It’s only Monday – but already, the topic of being a dad seems to be all over the news this week. For starters, there’s been quite a lot of noise over the last couple of days about this idea of shared parental leave. Earlier this morning the Deputy Prime Minister, Nick Clegg, who’s apparently been a flag-waver for this within the coalition, described the policy as follows: “We’re ending the system where the mother gets a year off and the dad just a paltry two weeks,” he said, going on to describe it as “a system which entrenches the gender divide at home and at work.” Outlining the government’s thinking in more detail, Clegg then explained, “instead there will be 54 weeks off for every new set of parents, two weeks protected for the mum, and two for the dad, with the other 50 for them to divide up between them however they choose. They can even take a big chunk of time off together if that’s what suits them best.”

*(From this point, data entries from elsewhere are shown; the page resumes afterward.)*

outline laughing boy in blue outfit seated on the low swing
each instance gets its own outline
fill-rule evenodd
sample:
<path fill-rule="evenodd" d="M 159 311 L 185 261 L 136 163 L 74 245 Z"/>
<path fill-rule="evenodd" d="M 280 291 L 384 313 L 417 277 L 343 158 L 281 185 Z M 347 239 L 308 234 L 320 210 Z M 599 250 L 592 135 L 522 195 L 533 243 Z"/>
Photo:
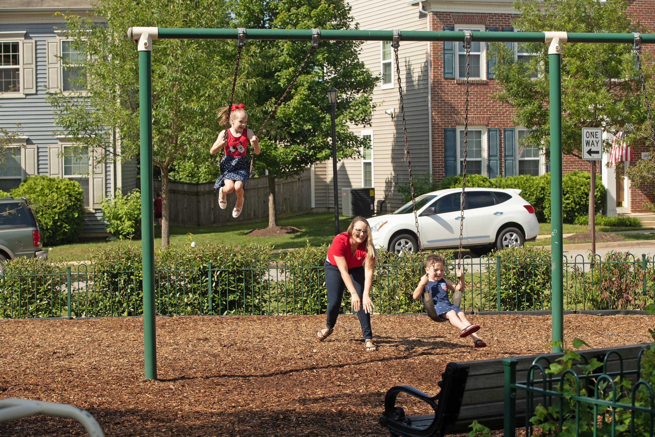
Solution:
<path fill-rule="evenodd" d="M 426 274 L 421 277 L 419 285 L 414 290 L 414 299 L 419 300 L 424 293 L 431 293 L 432 303 L 434 303 L 434 310 L 438 318 L 443 321 L 448 320 L 451 325 L 459 329 L 460 337 L 470 335 L 473 339 L 473 347 L 486 347 L 487 343 L 476 335 L 480 327 L 470 324 L 464 315 L 464 311 L 460 310 L 457 305 L 453 305 L 448 299 L 448 290 L 464 292 L 464 275 L 462 271 L 457 269 L 455 272 L 459 279 L 457 285 L 455 285 L 443 277 L 445 270 L 446 262 L 443 257 L 437 254 L 428 255 L 425 260 Z"/>

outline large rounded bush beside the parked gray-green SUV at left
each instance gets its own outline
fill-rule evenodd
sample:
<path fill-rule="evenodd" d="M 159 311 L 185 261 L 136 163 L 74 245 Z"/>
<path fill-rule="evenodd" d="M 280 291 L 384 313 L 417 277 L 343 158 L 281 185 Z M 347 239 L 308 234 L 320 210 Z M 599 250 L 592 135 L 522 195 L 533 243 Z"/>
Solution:
<path fill-rule="evenodd" d="M 13 197 L 27 197 L 46 246 L 74 242 L 86 217 L 84 191 L 77 181 L 49 176 L 28 176 L 11 190 Z"/>

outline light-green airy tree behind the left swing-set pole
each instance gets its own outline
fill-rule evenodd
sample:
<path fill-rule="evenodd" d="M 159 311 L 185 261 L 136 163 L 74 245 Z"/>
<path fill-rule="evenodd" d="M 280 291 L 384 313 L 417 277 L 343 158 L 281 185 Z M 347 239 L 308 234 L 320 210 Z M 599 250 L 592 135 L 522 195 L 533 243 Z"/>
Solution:
<path fill-rule="evenodd" d="M 230 18 L 227 5 L 212 0 L 107 0 L 94 7 L 96 16 L 90 18 L 65 15 L 73 47 L 86 55 L 75 62 L 77 85 L 84 91 L 53 93 L 48 102 L 61 126 L 58 133 L 93 151 L 95 164 L 130 159 L 139 151 L 138 53 L 126 39 L 127 29 L 225 28 Z M 170 170 L 182 159 L 187 165 L 210 160 L 208 149 L 220 130 L 215 115 L 229 98 L 234 51 L 230 41 L 153 44 L 153 164 L 162 180 L 162 246 L 170 242 Z M 244 64 L 247 68 L 248 61 Z"/>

I remember the days when the idea of two weeks’ paternity leave was a novelty – so the notion of being able to take up to a whole year off work seems pretty revolutionary. And it got me wondering: what would I want to do, given the choice? Part of me says I’d jump at the chance of having 50 weeks’ paternity leave. After all, I absolutely love spending time with my kids, and it’s a constant challenge to protect that time. Only today, I felt like the worst dad in the world when, unexpectedly, I had to go into work on my week’s holiday. ”But why Daddy not take me playgroup? Daddy said he would…” are very hard words to hear from your toddler. I really felt like I was letting her down, putting an admittedly very important work meeting above spending time with my excited daughter. More time at home with the kids is the dream of a great many dads – and an awful lot of mums, too – so why wouldn’t I want to have as much time off as possible with them when they’re little?

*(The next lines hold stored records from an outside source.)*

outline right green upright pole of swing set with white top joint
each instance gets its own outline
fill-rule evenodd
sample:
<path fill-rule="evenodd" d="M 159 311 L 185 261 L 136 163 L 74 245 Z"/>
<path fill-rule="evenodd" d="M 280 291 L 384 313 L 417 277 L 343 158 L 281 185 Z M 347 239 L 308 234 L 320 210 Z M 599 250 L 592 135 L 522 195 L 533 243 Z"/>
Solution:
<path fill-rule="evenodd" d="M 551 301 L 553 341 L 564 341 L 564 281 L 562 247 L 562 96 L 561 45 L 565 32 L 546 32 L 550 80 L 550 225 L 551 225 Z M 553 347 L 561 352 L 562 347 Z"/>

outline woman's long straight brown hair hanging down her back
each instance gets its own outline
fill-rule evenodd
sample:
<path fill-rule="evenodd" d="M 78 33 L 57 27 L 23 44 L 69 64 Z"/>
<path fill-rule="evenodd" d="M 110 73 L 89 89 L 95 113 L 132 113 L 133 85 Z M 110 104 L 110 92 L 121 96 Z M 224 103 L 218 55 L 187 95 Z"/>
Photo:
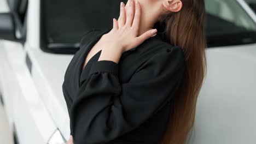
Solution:
<path fill-rule="evenodd" d="M 187 69 L 181 86 L 171 100 L 171 113 L 161 144 L 183 144 L 187 141 L 195 119 L 196 100 L 206 76 L 205 2 L 181 0 L 182 9 L 160 18 L 166 27 L 166 37 L 180 46 Z"/>

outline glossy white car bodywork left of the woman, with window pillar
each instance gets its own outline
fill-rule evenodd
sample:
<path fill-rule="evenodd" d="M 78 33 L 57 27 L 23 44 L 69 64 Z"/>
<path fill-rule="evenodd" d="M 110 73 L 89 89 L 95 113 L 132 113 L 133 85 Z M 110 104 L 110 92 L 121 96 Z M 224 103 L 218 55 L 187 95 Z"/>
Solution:
<path fill-rule="evenodd" d="M 62 129 L 63 135 L 66 131 L 67 139 L 69 124 L 68 113 L 63 105 L 65 101 L 56 97 L 56 95 L 60 95 L 59 98 L 62 98 L 61 88 L 57 88 L 56 91 L 59 91 L 55 94 L 52 90 L 55 86 L 50 86 L 54 82 L 58 82 L 57 85 L 59 84 L 61 87 L 61 77 L 55 79 L 55 75 L 61 76 L 62 74 L 58 74 L 52 67 L 48 67 L 49 57 L 48 61 L 45 61 L 47 56 L 53 54 L 44 53 L 39 49 L 39 1 L 29 1 L 28 3 L 28 31 L 25 45 L 1 40 L 0 47 L 1 93 L 10 127 L 14 130 L 13 124 L 15 124 L 19 142 L 21 144 L 48 143 L 57 129 Z M 32 75 L 26 65 L 26 52 L 33 61 Z M 72 55 L 62 57 L 64 60 L 70 61 Z M 60 60 L 62 61 L 62 59 Z M 56 57 L 52 60 L 57 62 Z M 45 65 L 48 66 L 45 67 Z M 61 64 L 59 63 L 59 65 Z M 53 73 L 40 70 L 42 68 L 52 69 Z M 63 68 L 58 70 L 62 70 L 64 73 L 65 66 Z"/>

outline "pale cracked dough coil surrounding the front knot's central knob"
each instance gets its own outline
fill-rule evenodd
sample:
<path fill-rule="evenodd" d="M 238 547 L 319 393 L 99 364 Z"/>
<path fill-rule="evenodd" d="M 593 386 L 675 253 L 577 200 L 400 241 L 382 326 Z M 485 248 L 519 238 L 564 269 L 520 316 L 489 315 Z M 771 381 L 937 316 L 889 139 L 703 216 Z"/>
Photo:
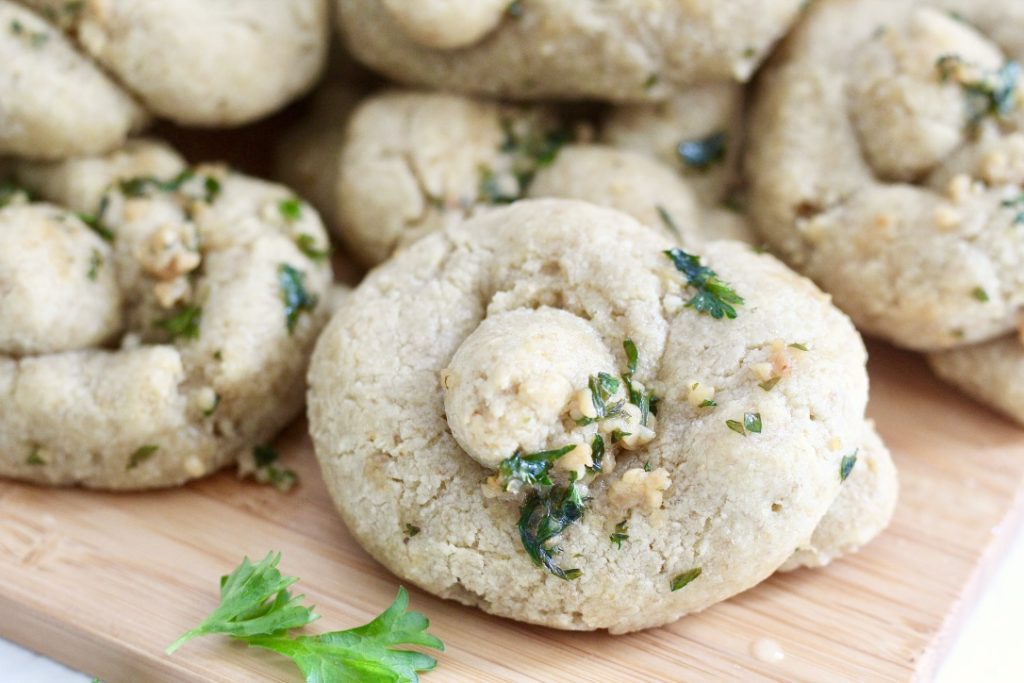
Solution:
<path fill-rule="evenodd" d="M 660 253 L 670 245 L 616 211 L 529 200 L 429 234 L 368 275 L 317 343 L 308 404 L 329 489 L 374 557 L 495 614 L 627 632 L 743 591 L 809 542 L 840 495 L 842 456 L 865 438 L 859 336 L 808 281 L 733 242 L 702 255 L 746 299 L 738 316 L 684 307 L 683 280 Z M 493 472 L 453 437 L 442 387 L 484 322 L 548 308 L 590 327 L 620 370 L 633 339 L 636 378 L 662 396 L 655 438 L 614 454 L 559 542 L 558 561 L 583 569 L 572 582 L 530 562 L 518 503 L 484 494 Z M 770 391 L 759 386 L 766 364 L 783 374 Z M 717 405 L 691 404 L 698 382 Z M 760 434 L 727 427 L 745 412 L 762 416 Z M 671 480 L 664 507 L 624 513 L 609 482 L 645 462 Z M 608 535 L 624 517 L 630 539 L 617 550 Z M 421 530 L 407 539 L 407 524 Z M 700 577 L 672 592 L 695 566 Z"/>

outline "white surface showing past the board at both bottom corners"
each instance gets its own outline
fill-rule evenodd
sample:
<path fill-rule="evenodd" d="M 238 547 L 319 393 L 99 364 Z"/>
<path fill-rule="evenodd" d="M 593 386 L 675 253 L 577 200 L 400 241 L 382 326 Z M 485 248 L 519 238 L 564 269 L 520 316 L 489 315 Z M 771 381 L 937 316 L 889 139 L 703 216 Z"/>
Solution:
<path fill-rule="evenodd" d="M 938 681 L 1019 683 L 1024 681 L 1024 529 L 1018 533 L 961 637 Z M 88 683 L 83 676 L 0 640 L 0 679 L 5 683 Z M 429 682 L 424 679 L 424 683 Z M 105 681 L 104 683 L 122 683 Z"/>

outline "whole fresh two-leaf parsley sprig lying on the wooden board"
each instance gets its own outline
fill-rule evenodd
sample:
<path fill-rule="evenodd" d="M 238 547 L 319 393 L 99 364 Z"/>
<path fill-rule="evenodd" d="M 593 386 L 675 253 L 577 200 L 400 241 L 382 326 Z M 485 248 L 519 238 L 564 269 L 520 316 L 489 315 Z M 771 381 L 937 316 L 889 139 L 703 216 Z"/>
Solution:
<path fill-rule="evenodd" d="M 281 554 L 268 553 L 259 562 L 242 560 L 234 571 L 220 580 L 220 604 L 203 623 L 167 648 L 171 654 L 193 638 L 220 634 L 251 647 L 290 657 L 307 683 L 344 681 L 419 680 L 419 672 L 430 671 L 437 661 L 402 645 L 443 650 L 444 644 L 427 633 L 430 623 L 409 609 L 409 594 L 398 589 L 394 602 L 373 622 L 347 631 L 312 636 L 293 636 L 319 618 L 303 604 L 305 596 L 289 590 L 298 579 L 278 570 Z"/>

At the same time, though, the thought of being a trailblazer for shared parental leave brings me out in a cold sweat. I love what I do for a living; if I took a year out, wouldn’t I get left behind? And anyway, so I tell myself, although the world of work is comfortable with the idea of maternity leave, what would people think if I said I was taking most of the year off to spend at home with my children? For me, all this is far from being only hypothetical: our third child is due in January. Although, on the basis of how long these things usually take to become law, our youngest will probably be about 15 before this actually hits the statute books.

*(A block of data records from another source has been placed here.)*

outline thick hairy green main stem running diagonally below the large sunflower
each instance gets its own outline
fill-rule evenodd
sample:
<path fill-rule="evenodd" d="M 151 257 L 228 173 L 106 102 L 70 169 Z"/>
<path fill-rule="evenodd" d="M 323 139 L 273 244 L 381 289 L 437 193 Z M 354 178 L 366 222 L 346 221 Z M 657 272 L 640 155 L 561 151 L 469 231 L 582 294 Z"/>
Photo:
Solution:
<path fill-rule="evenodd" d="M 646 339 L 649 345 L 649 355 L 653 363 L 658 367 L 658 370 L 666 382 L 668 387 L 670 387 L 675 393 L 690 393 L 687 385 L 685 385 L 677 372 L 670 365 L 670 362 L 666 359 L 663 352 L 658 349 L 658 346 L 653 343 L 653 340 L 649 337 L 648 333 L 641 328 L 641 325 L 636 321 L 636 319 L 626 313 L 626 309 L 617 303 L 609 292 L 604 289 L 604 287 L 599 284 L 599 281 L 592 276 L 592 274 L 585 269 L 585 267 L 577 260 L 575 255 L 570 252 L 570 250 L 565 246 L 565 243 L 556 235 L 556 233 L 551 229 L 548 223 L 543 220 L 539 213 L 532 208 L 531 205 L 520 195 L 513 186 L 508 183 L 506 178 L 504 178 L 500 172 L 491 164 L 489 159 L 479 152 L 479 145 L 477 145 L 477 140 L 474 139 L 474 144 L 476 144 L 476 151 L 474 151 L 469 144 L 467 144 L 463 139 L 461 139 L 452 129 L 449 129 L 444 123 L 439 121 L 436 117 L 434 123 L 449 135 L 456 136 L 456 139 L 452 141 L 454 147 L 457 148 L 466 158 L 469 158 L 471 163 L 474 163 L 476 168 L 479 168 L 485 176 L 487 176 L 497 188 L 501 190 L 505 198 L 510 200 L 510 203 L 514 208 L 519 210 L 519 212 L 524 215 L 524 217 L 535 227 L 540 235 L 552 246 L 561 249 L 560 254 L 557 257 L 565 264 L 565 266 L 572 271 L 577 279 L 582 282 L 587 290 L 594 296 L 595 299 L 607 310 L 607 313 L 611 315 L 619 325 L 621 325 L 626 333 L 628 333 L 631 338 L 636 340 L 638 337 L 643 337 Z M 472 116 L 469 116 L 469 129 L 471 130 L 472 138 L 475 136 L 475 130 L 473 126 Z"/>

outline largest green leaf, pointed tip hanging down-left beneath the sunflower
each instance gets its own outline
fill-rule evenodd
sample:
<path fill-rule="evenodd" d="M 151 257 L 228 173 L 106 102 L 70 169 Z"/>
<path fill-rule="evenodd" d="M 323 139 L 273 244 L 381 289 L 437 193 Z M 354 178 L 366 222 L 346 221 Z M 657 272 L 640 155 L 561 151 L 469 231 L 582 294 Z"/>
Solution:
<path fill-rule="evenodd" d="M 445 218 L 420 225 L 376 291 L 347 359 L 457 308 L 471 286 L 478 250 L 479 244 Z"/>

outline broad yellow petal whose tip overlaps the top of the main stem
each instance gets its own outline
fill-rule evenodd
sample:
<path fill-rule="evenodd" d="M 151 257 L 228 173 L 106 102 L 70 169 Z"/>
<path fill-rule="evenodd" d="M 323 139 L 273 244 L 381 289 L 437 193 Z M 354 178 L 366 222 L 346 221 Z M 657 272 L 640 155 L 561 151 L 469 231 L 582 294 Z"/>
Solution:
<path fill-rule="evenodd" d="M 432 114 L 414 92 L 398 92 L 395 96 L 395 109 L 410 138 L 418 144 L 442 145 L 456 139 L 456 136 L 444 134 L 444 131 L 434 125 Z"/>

Anyway, if you’re a dad, what would be your ideal scenario? And if you’re a mum, do you like the thought of shared parental leave, or would you really rather us dads didn’t muscle in on your well-deserved year off?
Despite wondering how it might work in our house, I do think it’s a brilliant idea. Why should every mum be made to feel they have to stay at home – and every dad be pressurised into feeling grateful for the blink-and-you-miss-it fortnight of paternity leave? I guess the challenge in all this will be for the employers: will they run with it, encouraging the dads on their teams to truly share their parental leave? Or will it be a case of “well, go on then, if you must, but I’d really rather you didn’t”?